Outro episódio da mesma época envolve dois personagens em posições distintas. Clóvis Carvalho conta de um telefonema que recebeu do ex-presidente Itamar Franco, que em 1998 havia sido eleito governador de Minas Gerais.

Itamar ligara para avisar que as contas estavam apertadas e, por isso, tinha decidido não pagar a parcela da negociação da dívida negociada do estado e assinada quando ele próprio era presidente.

Acontece que um dos aprendizados que a equipe do Plano Real tinha tido de planos anteriores era o de incluir nos acordos de renegociação uma previsão legal de transferências automáticas de recursos de impostos para pagar as parcelas.

Por isso, Clóvis conta que calmamente respondeu “o senhor não sabe, mas o senhor já pagou”. “Ouvi cobras e lagartos, mas a seriedade da forma como o plano foi feito me dava essa segurança”, diz.

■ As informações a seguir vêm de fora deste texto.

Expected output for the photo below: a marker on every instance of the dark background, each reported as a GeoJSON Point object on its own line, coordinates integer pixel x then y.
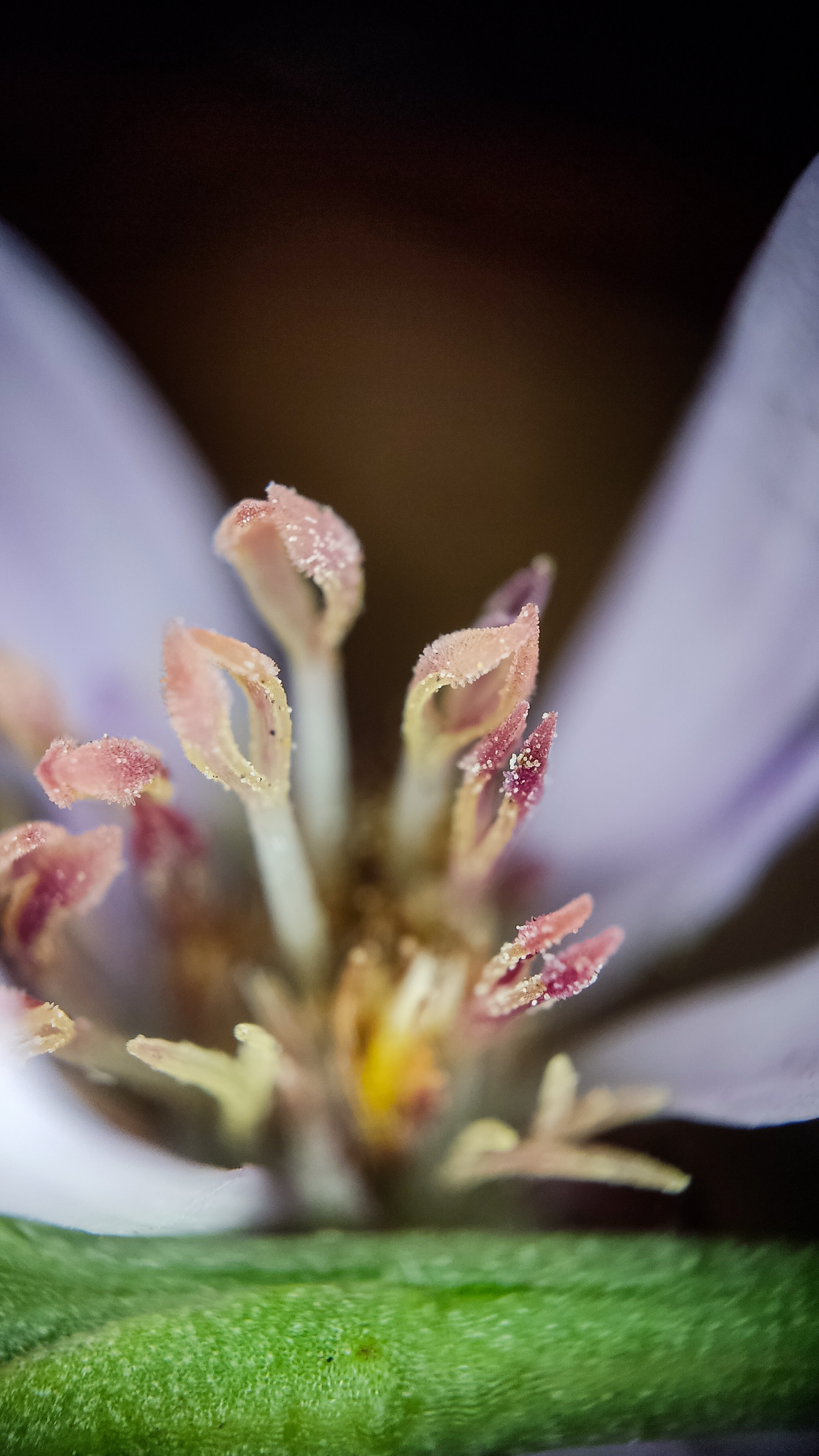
{"type": "Point", "coordinates": [457, 279]}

O filme brasileiro continua

É por essas e outras que Thomas Traumann diz que “quem olha o Brasil apenas por pequenos trechos não enxerga o big picture“. Afinal, fato é que é consenso que o Plano Real não foi um único episódio em 1994, mas um processo econômico e político que se consolidou com o tempo.

“A história não é uma foto, é um filme. E sem o Plano Real certamente nosso filme brasileiro seria de terror”, afirma Sérgio Fausto.

Ele cita uma pesquisa do Ipespe para a Febraban, de dezembro de 2023, na qual os brasileiros citaram o Bolsa Família e o Real como os programas mais importantes. “É uma visão acertada, mas sem o controle da inflação o Bolsa Família não seria possível”, argumenta.

Da adoção do Plano Real para cá, crises de alta da inflação complicaram a vida de presidentes, mas nunca mais voltamos a viver as mesmas agonias de antes.

O real completa 30 anos como a moeda oficial do Brasil, mais tempo que cinco moedas que vieram antes somadas, com a perspectiva de grandes inovações com o Drex, o real digital.

“O Plano Real não foi um divisor de águas, ele foi o divisor de águas da nossa história econômica recente”, conclui a professora Carla Beni.